Frieda Wunderlich, Professor in Exile

Graphic by Angelie Zaslavsky
Forward Association
Welcome to Throwback Thursday, a weekly photo feature in which we sift 116 years of Forward history to find snapshots of women’s lives.
Born in upscale Jewish Charlottenberg, Berlin, Frieda Wunderlich was a member of Germany’s Democratic Party and Berlin’s city council. A trained economist, Wunderlich received her doctorate from the University of Freiburg, published about social reform, worked as a judge and taught sociology and politics. She was an activist for women’s and mother’s rights, and in 1924 published on the topic of maternity leave and protection in employment for women generally.
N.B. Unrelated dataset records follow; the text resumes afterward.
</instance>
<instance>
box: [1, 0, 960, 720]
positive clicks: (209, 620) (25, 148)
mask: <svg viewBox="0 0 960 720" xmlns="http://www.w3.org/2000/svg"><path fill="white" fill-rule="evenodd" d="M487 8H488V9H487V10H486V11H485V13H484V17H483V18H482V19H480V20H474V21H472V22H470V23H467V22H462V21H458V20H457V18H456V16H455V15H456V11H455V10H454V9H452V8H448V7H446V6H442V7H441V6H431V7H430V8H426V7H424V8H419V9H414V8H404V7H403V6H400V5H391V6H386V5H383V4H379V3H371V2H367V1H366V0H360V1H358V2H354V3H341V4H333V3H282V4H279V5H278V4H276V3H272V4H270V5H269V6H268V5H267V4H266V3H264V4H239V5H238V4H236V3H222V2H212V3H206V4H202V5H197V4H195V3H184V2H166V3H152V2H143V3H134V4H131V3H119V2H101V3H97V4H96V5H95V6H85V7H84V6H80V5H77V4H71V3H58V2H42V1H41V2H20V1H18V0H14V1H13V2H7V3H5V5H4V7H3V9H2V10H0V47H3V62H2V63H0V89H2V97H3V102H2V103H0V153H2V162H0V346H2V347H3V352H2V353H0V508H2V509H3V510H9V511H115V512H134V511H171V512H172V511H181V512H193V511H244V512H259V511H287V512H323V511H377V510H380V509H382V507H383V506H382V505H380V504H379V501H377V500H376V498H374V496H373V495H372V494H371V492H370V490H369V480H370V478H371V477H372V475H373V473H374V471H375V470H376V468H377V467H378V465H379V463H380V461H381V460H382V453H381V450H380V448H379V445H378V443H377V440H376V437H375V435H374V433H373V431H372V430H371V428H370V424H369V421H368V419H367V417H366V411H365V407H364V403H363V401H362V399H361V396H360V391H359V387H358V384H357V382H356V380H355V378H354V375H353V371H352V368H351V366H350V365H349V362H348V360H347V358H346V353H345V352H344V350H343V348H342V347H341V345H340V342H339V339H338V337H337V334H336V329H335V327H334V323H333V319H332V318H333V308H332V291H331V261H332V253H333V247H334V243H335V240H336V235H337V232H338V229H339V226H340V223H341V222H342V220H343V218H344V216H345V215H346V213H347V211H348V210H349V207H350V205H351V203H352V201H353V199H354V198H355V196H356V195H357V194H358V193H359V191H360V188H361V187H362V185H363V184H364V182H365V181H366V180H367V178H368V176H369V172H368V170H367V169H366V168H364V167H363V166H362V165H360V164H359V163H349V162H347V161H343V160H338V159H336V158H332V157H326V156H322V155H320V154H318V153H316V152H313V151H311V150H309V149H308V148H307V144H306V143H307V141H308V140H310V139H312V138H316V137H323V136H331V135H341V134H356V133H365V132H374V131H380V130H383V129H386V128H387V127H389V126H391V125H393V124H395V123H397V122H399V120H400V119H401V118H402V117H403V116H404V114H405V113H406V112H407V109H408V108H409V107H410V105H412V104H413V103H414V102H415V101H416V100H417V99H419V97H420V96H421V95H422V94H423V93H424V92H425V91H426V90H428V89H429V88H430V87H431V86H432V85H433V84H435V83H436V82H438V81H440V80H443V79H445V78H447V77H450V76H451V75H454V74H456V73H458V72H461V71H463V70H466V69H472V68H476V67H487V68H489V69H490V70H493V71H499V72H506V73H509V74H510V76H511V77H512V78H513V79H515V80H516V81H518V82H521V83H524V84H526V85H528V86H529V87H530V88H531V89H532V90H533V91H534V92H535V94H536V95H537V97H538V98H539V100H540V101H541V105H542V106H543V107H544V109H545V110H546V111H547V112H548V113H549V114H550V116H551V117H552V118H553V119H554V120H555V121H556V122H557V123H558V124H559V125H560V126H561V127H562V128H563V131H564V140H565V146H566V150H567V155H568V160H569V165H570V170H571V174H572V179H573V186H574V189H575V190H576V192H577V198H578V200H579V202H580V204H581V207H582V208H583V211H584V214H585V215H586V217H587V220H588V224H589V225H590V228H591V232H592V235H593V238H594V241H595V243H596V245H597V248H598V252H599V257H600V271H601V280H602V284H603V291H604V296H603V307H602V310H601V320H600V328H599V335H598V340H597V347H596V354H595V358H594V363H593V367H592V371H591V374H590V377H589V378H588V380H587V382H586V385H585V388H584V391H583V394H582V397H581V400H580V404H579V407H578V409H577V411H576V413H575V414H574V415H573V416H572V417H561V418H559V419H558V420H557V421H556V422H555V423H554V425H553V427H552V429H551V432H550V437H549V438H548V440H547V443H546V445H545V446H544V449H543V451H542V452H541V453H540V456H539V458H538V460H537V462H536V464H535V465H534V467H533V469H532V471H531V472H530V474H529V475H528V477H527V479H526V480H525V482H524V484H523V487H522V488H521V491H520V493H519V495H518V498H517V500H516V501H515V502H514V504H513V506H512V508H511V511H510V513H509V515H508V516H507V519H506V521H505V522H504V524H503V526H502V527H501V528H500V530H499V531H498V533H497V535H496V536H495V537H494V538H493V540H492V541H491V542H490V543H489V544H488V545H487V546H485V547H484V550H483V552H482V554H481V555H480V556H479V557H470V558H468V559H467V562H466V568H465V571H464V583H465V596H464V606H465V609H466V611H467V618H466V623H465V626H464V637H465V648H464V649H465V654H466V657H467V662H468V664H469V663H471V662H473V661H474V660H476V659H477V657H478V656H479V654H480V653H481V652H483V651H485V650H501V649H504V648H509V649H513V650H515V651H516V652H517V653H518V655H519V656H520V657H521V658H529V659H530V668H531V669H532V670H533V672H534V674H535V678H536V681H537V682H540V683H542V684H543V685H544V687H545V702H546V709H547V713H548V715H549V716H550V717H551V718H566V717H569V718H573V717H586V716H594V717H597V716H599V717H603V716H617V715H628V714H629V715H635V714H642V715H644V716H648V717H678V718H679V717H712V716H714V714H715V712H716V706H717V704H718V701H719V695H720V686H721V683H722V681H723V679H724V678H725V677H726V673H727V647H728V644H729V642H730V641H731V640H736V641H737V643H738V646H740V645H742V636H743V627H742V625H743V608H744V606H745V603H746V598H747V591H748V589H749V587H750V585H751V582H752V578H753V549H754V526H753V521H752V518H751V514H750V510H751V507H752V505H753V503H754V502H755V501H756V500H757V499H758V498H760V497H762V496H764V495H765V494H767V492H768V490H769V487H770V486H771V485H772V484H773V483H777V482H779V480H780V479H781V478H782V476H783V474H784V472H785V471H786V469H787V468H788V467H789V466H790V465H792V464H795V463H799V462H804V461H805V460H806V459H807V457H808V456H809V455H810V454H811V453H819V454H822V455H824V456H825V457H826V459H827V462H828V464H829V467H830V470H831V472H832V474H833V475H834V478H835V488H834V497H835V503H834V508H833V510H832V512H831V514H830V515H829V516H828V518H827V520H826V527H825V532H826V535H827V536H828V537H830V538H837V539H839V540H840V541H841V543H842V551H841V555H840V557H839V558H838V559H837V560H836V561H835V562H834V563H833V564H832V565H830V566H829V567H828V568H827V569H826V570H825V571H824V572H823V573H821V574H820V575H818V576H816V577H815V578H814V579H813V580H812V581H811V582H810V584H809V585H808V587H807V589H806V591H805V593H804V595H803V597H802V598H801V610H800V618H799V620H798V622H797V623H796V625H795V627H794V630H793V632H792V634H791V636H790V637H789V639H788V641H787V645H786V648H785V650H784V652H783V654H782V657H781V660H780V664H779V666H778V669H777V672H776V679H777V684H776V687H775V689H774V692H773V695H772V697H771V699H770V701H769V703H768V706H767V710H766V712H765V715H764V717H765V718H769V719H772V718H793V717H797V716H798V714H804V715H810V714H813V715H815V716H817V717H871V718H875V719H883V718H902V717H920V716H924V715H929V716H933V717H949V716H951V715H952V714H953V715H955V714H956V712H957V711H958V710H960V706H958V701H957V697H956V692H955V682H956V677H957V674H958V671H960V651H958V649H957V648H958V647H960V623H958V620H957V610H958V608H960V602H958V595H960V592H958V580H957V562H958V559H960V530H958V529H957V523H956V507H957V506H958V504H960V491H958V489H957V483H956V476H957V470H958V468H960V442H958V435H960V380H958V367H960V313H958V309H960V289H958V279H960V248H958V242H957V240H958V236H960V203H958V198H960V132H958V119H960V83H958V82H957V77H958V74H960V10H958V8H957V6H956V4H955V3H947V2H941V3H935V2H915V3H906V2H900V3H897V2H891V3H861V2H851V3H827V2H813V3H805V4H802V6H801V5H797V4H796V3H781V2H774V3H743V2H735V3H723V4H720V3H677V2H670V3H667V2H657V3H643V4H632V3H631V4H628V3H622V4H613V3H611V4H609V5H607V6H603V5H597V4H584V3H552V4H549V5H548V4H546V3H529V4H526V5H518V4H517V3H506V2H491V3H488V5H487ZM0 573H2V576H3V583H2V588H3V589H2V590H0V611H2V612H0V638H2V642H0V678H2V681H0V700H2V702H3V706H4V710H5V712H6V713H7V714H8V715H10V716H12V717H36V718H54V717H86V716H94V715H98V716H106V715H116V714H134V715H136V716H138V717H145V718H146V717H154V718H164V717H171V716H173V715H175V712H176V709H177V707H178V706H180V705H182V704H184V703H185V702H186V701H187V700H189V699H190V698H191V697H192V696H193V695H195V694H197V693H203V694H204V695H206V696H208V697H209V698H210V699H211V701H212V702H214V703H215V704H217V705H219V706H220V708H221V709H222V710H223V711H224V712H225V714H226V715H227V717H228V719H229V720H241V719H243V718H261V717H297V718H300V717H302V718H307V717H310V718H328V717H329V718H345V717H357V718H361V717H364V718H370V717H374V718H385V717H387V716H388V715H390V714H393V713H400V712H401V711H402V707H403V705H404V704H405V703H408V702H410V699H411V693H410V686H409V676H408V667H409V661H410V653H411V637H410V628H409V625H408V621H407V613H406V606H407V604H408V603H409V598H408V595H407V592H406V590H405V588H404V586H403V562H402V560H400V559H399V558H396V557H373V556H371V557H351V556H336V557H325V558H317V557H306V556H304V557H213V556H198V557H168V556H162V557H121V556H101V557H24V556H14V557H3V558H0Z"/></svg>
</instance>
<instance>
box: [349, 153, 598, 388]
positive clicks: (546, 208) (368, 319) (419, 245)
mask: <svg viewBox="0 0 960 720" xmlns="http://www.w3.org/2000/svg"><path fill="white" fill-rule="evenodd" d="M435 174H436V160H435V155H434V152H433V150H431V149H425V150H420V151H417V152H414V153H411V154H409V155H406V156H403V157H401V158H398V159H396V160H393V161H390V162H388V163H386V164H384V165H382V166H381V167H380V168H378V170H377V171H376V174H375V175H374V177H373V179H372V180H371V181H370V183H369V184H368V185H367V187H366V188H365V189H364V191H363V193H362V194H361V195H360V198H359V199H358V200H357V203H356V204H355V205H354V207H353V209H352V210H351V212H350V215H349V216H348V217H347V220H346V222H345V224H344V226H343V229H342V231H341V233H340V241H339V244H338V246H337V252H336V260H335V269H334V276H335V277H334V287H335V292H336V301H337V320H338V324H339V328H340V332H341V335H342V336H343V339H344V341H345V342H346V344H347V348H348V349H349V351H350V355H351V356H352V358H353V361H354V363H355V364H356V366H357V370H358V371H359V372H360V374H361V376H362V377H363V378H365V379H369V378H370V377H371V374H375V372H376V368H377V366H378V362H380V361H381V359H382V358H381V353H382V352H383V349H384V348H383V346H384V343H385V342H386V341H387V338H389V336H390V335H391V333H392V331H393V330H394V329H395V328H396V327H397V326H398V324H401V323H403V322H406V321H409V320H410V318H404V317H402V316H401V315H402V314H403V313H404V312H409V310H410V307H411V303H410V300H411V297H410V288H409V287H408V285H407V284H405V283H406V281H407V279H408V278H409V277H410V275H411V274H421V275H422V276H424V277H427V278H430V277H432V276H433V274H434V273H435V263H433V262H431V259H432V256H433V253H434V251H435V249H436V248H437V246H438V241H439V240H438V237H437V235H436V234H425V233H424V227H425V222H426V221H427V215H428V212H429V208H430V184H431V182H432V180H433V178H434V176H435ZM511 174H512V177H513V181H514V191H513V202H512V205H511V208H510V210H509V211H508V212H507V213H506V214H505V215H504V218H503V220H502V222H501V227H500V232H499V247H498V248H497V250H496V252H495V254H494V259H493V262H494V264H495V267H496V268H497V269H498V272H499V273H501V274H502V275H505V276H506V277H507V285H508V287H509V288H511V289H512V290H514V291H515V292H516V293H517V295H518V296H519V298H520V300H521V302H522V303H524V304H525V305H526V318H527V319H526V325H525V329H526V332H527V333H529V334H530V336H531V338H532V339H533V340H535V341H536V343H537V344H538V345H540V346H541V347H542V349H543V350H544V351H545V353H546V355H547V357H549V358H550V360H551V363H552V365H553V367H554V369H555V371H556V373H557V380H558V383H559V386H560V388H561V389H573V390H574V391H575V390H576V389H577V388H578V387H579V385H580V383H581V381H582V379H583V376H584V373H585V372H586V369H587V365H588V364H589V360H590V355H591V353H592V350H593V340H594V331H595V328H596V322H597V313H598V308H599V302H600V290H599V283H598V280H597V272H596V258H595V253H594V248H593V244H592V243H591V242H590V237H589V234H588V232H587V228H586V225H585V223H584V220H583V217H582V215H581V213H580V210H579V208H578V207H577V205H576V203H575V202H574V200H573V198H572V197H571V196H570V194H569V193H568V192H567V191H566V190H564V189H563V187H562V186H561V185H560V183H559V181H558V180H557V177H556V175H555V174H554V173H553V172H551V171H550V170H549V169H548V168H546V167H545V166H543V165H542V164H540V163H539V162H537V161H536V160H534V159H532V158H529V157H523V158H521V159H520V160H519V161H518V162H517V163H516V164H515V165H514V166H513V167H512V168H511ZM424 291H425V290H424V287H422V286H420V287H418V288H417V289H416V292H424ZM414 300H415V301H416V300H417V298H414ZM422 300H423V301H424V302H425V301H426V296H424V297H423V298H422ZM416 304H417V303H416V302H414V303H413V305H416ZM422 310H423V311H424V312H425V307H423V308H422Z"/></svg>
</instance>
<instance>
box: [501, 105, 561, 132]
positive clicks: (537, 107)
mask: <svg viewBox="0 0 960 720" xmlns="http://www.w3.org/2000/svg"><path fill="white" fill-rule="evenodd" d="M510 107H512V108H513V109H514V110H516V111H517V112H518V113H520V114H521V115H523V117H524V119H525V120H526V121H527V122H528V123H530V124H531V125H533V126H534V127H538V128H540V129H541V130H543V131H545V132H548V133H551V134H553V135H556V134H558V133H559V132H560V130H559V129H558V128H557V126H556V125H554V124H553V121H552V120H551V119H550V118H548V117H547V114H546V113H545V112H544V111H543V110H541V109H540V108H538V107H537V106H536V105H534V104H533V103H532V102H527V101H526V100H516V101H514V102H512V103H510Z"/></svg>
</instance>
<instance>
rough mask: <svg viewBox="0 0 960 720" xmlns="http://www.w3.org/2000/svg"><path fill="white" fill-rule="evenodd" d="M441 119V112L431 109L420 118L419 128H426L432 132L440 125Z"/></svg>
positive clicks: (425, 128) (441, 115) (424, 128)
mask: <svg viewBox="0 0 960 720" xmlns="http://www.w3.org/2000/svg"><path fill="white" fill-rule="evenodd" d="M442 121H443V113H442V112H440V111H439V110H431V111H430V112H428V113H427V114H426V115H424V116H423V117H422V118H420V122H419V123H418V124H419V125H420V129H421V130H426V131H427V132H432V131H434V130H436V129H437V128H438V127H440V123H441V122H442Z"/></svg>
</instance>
With the rise of the Nazi party in 1933, Wunderlich was “retired” from her positions. Among the many German academics to exile themselves from the country, she encountered a first obstacle when her plans to immigrate to the United Kingdom fell through. Fortunately, New York City’s New School for Social Research offered her a position and she taught in the graduate school of social and political sciences until 1954. Wunderlich was the only woman among the founding 11 members of the “university in exile” at the New School. In 1939 she was appointed the group’s first female Dean of Faculty. She is noted to have recognized that in the United States, women’s lives were not necessarily considered incomplete without marriage, as she observed they were in her native Germany. In the U.S., their lives were an end in themselves.